Hagrid rose unsteadily to his feet, his face a picture of abject despair. He turned to leave the room.
“Oh, before you go Hagrid,” Dippet said nastily. “Your wand. Give it to me.”
Hagrid just stared at him, unable to comprehend what the Headmaster had just said.
“Come now, Hagrid! Give me your wand. You’ve been expelled and you are no longer a member in good standing of the Wizarding World. You wand will be broken and I will take a great deal of pleasure in doing the deed.” His eyes glittered meanly.
Hagrid reached into his pocket and took out his wand. He stared at the length of oak for a moment and then laid it very carefully on the Headmasters desk.

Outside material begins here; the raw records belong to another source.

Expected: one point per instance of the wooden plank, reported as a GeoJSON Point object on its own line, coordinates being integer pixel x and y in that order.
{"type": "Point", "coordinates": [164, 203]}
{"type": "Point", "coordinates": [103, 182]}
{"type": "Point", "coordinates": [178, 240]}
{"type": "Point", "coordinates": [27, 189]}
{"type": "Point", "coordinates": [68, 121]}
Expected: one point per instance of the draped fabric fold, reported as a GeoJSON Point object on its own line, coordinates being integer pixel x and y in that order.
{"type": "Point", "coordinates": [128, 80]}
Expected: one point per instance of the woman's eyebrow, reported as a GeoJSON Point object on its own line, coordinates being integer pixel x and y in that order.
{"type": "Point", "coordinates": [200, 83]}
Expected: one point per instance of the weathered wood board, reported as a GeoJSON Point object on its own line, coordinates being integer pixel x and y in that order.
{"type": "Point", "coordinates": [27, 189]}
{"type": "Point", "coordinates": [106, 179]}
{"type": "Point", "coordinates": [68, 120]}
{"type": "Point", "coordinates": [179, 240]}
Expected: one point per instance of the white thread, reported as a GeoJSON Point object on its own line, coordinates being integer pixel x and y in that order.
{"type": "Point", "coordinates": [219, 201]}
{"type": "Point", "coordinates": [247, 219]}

Til he cried out in his anger and his shame. I am leaving I am leaving but the fighter still remains.
Yes he remains…
Hagrid turned and walked slowly out of the Headmasters office. He swallowed hard to keep from crying. All he could think of was how glad he was that his father hadn’t lived to see his son disgraced. The stairs took him down to the entrance and Hagrid slowly walked out of the huge doors. He didn’t look behind him and he didn’t see the slender, dark-haired figure smiling evilly as it watched him leave.